Hayama Ray, Kobayashi Hidetomo, Arimitsu Hideyuki, Sakamoto Kaoru
Abstracts of the Annual Meeting of the Japan Society of Cookery Science, Aug 30, 2025, The Japan Society of Cookery Science
[Purpose] Previous studies have shown that sake lees are rich in ingredients derived from raw materials and their metabolites, which are by-products of the sake brewing process, a traditional Japanese technique. Additionally, studies have indicated that sake lees possess health benefits. However, the disposal of sake lees has recently become a challenge due to their limited applications and shelf life, as well as shifting food preference, particularly among the younger generation. Hence, this study focused on mature lees, which can be stored for a long time and have a unique flavor, and the microorganisms in them. The study also reported changes in nutrients and functional ingredients produced by aminocarbonyl reactions and microbial activities during storage. This study further explores cooking methods that utilize the unique ingredients and flavors of sake lees to expand their applications.
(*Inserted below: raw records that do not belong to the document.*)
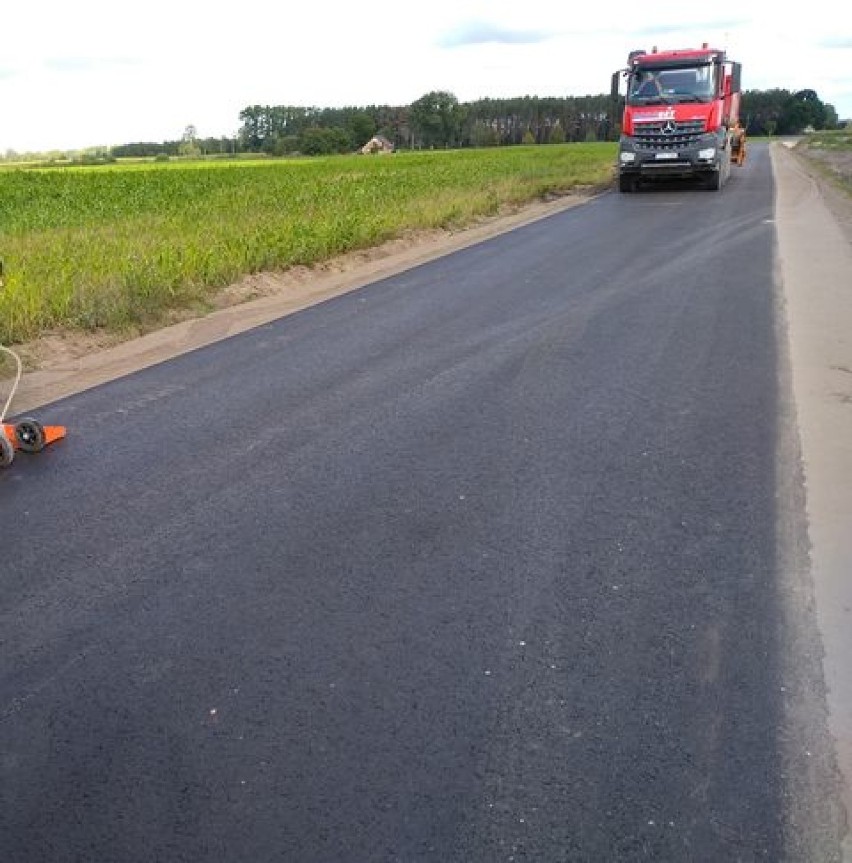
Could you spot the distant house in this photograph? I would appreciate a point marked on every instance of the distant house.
(377, 144)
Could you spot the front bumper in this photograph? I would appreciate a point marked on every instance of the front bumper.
(700, 156)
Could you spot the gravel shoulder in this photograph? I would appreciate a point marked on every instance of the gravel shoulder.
(814, 225)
[Method] The samples were provided by a sake brewer in Hyogo Prefecture who brews using the traditional natural fermentation inherited from the Edo period (1603-1868). They were obtained during the sake brewing process using Yamada Nishiki rice from Hyogo. Previously, we reported on sake lees stored for 50, 100, and 200 days at room temperature, along with a separate sample of 3-year lees. We compared six types of sake lees including 1000-day lees with an extended storage period. In addition, we isolated and cultured bacteria in the sake lees and 200-day lees, and identified the species by the 16SrRNA gene analysis. Based on these results, we analyzed the cooked products made from sake lees and stored lees.
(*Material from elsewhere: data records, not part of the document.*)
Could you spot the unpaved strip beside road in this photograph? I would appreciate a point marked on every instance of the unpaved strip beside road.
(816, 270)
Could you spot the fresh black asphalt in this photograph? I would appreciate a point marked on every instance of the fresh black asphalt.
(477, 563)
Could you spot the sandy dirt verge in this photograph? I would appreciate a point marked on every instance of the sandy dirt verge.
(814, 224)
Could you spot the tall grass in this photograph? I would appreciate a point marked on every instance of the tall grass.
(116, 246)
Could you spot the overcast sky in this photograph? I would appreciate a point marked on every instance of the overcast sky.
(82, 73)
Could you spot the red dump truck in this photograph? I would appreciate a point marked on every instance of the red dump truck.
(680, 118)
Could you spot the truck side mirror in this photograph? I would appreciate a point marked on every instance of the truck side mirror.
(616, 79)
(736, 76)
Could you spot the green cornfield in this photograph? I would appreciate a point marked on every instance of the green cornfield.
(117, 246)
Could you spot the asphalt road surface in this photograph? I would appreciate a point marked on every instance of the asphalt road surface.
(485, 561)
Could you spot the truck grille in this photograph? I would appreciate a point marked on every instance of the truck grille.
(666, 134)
[Results and Discussion] The genetic analysis identified two bacterial species in both sake lees and 200-day lees. One is B. subtilis which includes natto bacteria, and the other is P. megaterium, commonly found in fermented foods and wine. The latter produces vitamin B12, which explains its abundance in sake lees, despite its low concentration in raw rice. To promote broader use of sake lees, we explored cooking methods such as heating or pairing them with cheese or citrus fruits to balance their characteristic flavor and improve their appeal.